Now when Russians get rid of their cars, they have no incentive to go to regulated yards because of the red tape and extra cost involved, said Stanley Root, automotive industry leader at PwC in Moscow.
Scrapping is "becoming an urgent question," both to support the car industry's growth and to deal with the expected increase in unwanted old cars as rising incomes encourage middle-class Russians to trade up at a faster rate, Root said.
"If you want to secure the long-term sustainable growth of the car industry here, it is high time that attention was focused on implementing a scrap system," he said.
Words But No Action
The government says the fee on imported cars, which ranges from 430 euros for a small car to 150,000 euros ($200,000) on a heavy construction vehicle, is one of the measures it is taking to address the issue.
But while the Industry and Trade Ministry has said the money will be used to set up state-sponsored automobile-scrapping infrastructure, it has not given details of when and how this will be done.

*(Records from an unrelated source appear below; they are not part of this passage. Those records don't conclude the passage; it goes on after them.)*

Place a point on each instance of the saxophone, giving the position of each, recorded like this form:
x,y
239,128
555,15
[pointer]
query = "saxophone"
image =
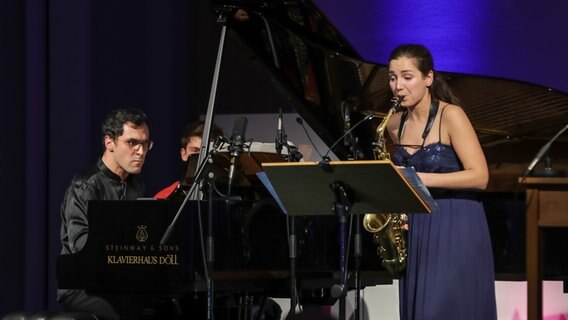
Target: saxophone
x,y
387,228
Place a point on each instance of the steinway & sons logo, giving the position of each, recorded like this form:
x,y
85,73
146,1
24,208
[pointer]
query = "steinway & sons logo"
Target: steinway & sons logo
x,y
141,253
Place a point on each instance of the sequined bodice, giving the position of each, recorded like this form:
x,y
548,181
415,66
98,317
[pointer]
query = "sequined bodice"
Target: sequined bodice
x,y
435,157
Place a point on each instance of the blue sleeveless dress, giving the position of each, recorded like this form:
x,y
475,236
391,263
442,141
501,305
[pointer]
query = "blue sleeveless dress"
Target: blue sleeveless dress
x,y
450,272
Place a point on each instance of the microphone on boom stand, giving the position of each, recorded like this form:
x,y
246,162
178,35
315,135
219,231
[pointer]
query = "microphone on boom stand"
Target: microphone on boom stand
x,y
236,147
280,135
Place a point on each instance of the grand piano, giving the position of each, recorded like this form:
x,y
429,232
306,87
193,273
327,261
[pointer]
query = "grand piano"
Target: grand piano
x,y
333,87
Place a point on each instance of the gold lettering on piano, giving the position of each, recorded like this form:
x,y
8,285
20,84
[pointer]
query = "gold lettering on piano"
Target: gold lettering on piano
x,y
142,234
168,248
169,259
128,247
132,260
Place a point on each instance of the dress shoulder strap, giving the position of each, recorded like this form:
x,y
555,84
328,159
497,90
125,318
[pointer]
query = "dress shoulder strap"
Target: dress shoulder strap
x,y
440,125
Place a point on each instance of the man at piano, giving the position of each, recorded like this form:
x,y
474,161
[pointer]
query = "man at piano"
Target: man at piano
x,y
126,142
191,138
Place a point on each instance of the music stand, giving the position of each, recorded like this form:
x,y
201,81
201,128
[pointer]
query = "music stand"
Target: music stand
x,y
357,187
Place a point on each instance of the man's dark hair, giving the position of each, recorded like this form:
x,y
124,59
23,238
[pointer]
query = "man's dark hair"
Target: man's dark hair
x,y
113,125
195,129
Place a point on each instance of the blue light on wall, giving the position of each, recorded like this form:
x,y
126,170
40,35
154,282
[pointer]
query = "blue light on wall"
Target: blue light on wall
x,y
518,40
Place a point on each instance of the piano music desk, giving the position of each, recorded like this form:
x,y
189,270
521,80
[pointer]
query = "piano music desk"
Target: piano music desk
x,y
547,206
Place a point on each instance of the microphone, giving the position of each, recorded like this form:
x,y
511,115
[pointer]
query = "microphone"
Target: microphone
x,y
301,123
280,135
543,151
236,147
346,122
349,131
325,159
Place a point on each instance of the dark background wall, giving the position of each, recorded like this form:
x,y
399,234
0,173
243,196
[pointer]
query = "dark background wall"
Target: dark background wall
x,y
65,64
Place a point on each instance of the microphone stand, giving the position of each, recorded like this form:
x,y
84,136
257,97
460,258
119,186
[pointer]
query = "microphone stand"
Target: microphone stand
x,y
199,177
210,252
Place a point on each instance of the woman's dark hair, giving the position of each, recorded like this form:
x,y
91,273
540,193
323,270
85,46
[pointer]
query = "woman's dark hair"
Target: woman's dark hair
x,y
424,62
113,124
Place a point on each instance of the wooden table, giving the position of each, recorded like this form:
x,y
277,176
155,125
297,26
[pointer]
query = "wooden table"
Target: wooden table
x,y
547,206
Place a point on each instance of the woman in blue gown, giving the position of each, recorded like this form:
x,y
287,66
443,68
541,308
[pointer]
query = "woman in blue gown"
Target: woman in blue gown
x,y
450,273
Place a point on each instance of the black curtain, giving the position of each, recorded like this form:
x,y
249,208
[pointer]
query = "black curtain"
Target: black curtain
x,y
63,66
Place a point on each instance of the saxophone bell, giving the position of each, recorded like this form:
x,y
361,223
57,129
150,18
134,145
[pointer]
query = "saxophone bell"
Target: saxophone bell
x,y
388,229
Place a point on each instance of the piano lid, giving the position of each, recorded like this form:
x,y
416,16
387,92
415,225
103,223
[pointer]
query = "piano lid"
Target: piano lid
x,y
314,61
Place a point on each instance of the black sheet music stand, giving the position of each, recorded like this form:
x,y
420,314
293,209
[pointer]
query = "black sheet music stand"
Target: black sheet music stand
x,y
343,188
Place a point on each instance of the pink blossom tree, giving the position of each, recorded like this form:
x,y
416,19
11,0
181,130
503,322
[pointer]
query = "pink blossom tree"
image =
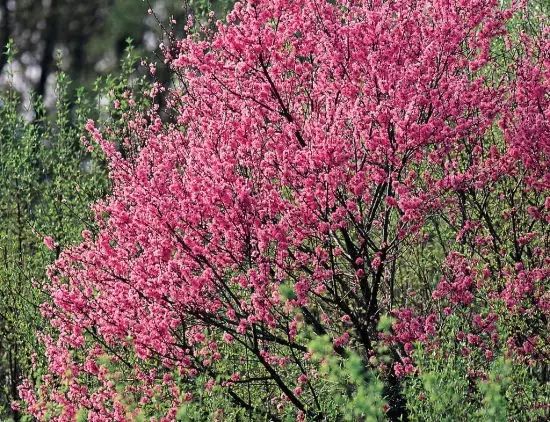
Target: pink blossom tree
x,y
307,152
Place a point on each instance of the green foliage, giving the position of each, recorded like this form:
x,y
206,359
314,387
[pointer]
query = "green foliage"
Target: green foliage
x,y
351,392
450,387
49,178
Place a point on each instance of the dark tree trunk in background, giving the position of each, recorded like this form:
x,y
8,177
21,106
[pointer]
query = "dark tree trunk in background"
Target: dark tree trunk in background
x,y
50,38
5,31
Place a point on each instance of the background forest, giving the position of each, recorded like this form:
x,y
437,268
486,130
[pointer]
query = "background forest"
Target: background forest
x,y
290,210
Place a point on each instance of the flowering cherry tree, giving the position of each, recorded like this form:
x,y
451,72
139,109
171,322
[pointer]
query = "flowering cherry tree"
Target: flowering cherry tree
x,y
306,156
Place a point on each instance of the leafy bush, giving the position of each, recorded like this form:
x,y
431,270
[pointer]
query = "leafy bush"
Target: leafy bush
x,y
278,194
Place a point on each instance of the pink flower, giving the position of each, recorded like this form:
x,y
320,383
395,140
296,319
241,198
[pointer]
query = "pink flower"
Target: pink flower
x,y
50,243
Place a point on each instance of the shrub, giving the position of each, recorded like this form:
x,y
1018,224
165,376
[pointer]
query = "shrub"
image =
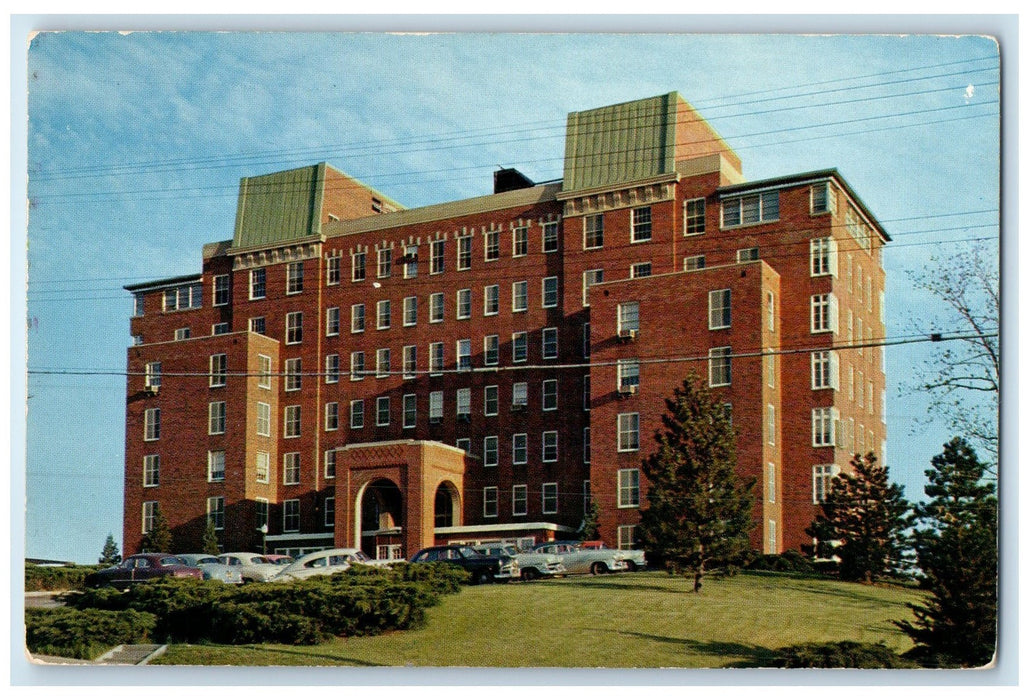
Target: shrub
x,y
84,634
840,655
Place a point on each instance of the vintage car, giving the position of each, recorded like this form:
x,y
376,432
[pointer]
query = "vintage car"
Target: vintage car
x,y
142,567
484,569
578,560
532,564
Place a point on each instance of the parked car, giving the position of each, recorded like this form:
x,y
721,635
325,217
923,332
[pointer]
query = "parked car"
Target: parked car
x,y
531,564
578,560
254,567
212,568
635,559
324,563
142,567
483,568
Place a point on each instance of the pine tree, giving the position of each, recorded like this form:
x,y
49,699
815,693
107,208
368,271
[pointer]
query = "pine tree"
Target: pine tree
x,y
863,521
110,555
699,513
957,556
160,536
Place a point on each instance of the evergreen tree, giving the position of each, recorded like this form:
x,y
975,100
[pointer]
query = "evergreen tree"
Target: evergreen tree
x,y
957,556
110,555
160,536
699,513
210,544
863,521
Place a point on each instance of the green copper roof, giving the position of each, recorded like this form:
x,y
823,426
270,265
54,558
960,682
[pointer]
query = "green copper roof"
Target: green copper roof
x,y
621,143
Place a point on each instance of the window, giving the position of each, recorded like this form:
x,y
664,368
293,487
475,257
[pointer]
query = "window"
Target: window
x,y
357,414
719,309
593,232
550,498
550,446
550,343
383,314
151,470
822,199
750,209
291,515
216,512
436,307
550,292
357,318
357,264
490,501
520,346
640,270
384,267
629,431
294,278
464,304
331,369
823,426
719,366
435,358
410,411
823,256
694,263
491,300
821,481
550,394
331,416
629,317
520,241
464,355
332,321
696,215
291,468
294,327
356,365
551,237
292,422
520,296
491,452
464,252
216,418
221,289
629,488
590,278
641,224
436,252
263,419
219,371
491,399
492,245
824,370
824,313
332,270
520,448
292,375
262,467
491,349
215,465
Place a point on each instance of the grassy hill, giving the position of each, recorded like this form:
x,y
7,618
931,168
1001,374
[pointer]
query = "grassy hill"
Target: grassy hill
x,y
640,620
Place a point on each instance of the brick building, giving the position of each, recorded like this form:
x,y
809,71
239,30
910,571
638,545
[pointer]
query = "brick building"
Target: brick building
x,y
348,372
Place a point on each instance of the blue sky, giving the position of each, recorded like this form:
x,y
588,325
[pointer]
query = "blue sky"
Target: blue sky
x,y
136,144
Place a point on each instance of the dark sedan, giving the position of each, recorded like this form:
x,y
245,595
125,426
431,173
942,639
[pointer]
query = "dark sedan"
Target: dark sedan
x,y
141,567
484,569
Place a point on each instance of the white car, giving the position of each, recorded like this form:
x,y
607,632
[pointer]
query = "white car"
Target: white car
x,y
324,563
254,567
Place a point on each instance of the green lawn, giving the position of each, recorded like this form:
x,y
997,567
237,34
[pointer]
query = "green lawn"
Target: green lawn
x,y
630,620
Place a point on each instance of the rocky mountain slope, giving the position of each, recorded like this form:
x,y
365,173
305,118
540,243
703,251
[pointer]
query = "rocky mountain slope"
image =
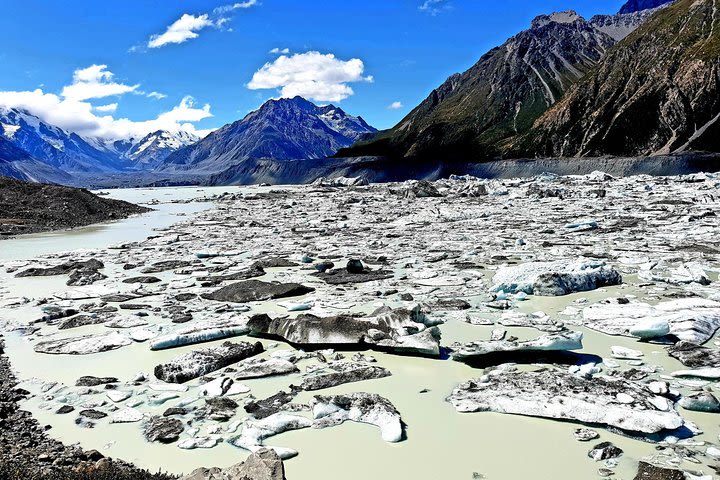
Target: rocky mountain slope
x,y
17,163
282,129
157,146
54,146
632,6
657,92
502,94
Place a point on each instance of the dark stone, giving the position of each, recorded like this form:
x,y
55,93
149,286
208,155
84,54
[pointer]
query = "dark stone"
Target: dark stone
x,y
647,471
220,409
163,429
255,290
80,321
346,373
65,268
274,262
92,414
200,362
343,276
184,297
269,406
94,381
142,279
604,451
695,356
355,266
175,411
165,266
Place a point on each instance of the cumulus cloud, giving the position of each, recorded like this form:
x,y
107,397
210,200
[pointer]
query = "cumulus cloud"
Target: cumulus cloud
x,y
312,75
182,30
109,108
95,81
71,111
187,26
156,95
434,7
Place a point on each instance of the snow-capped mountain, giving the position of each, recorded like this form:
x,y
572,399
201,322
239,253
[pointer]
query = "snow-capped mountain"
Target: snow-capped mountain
x,y
285,129
52,145
17,163
155,147
632,6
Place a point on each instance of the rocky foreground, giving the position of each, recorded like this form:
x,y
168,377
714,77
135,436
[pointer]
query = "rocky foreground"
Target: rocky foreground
x,y
27,451
586,299
31,207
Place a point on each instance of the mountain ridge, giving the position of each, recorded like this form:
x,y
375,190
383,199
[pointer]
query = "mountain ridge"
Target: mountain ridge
x,y
471,114
658,92
282,129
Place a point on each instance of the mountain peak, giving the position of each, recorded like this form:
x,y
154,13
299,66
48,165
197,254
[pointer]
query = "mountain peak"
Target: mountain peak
x,y
281,129
632,6
567,16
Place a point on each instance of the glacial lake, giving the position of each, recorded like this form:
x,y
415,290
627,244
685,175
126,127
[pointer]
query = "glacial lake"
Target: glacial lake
x,y
440,443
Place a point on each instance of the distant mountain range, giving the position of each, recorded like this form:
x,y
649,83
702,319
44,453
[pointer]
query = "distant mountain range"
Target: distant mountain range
x,y
639,83
632,6
284,129
657,92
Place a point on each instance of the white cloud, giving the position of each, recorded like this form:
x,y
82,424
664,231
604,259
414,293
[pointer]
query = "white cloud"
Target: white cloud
x,y
182,30
235,6
156,95
109,108
72,112
95,81
187,26
434,7
312,75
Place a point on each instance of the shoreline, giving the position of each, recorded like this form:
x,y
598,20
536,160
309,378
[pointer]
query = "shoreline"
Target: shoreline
x,y
29,208
27,452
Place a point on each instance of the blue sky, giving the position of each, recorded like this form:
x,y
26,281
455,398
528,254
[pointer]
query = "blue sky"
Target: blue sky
x,y
404,51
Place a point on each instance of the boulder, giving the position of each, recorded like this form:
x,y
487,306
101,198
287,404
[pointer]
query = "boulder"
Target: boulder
x,y
253,432
690,319
263,367
555,278
604,451
695,356
255,291
163,429
341,373
84,345
359,407
89,381
263,464
65,268
701,402
269,406
203,361
560,395
553,342
400,330
647,471
166,265
200,332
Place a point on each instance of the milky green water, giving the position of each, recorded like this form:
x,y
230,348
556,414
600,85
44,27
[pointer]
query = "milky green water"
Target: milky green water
x,y
441,443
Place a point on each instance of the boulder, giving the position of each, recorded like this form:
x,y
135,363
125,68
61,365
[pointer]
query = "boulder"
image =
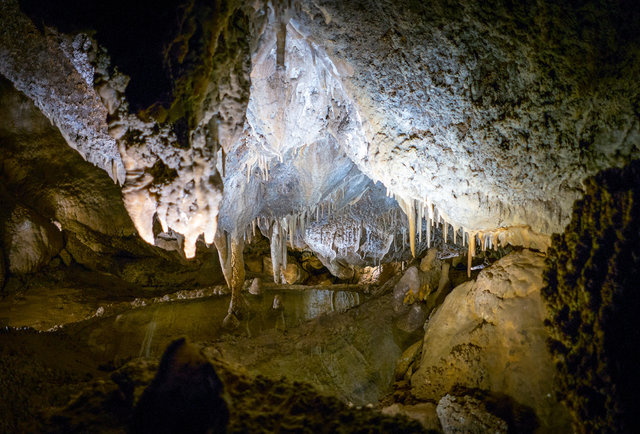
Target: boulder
x,y
415,285
30,240
413,320
467,415
267,265
407,359
311,263
424,412
489,335
254,264
430,260
186,395
2,269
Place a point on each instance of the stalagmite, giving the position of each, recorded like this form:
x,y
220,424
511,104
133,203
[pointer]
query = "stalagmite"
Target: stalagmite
x,y
408,206
222,242
472,252
236,306
276,250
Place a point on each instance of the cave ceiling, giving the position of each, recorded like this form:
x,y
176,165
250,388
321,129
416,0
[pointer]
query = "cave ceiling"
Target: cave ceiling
x,y
335,126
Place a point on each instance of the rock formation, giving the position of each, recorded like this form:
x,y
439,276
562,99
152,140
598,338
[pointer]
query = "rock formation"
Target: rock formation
x,y
592,294
489,335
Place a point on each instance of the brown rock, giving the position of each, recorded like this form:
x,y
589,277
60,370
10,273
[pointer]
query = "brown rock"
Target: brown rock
x,y
267,265
407,359
468,415
254,264
489,334
425,413
31,241
255,288
430,260
294,273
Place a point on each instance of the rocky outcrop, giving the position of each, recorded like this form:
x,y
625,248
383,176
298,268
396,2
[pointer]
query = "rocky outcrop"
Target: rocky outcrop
x,y
275,114
51,194
30,240
488,334
592,296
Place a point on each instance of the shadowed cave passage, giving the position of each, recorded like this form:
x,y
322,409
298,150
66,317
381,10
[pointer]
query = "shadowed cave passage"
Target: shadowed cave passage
x,y
318,216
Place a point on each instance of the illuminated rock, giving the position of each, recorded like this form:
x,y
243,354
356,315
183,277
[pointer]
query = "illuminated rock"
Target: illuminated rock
x,y
31,241
488,334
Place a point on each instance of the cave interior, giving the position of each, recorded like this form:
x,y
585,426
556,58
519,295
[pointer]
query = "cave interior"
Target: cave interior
x,y
319,216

Cars manufactured in Russia will not be hit with the fee as long as producers set up drop-off points, at their own expense, to collect old vehicles for recycling.
Homegrown firms — such as AvtoVAZ, maker of the iconic Lada, which is now majority owned by a Renault Nissan joint venture — stand to benefit the most.
Importers will have to pay upfront fees worth about 5 percent of a car's sticker price.
"This levy is offsetting, clearly, the reduction of customs tariffs that has started since the accession to the WTO," said Frank Schauff, head of the Association of European Businesses in Russia, a lobbying group.
It backs the development of a regulated, but not state-controlled, scrappage industry.
Foreign automakers say Russian consumers will ultimately bear the cost.
"Across the entire industry, the end consumer will suffer from this policy," said John Steck, president of Volvo Russia, which imports every car it sells in Russia.
Denis Manturov, the minister of industry and trade, said in a speech last month that the government would not drop the fee.
He added: "We are ready to consider the possibility of creating conditions for establishing recycling centers for foreign producers, but it will certainly take time."
Vorontsov, a stocky man in his 50s with a matching white crew cut and stubble, is eager to see the dispute resolved one way or the other.
"The faster clarity comes, the faster it will become clear how an auto recycling system will work in Russia," he said.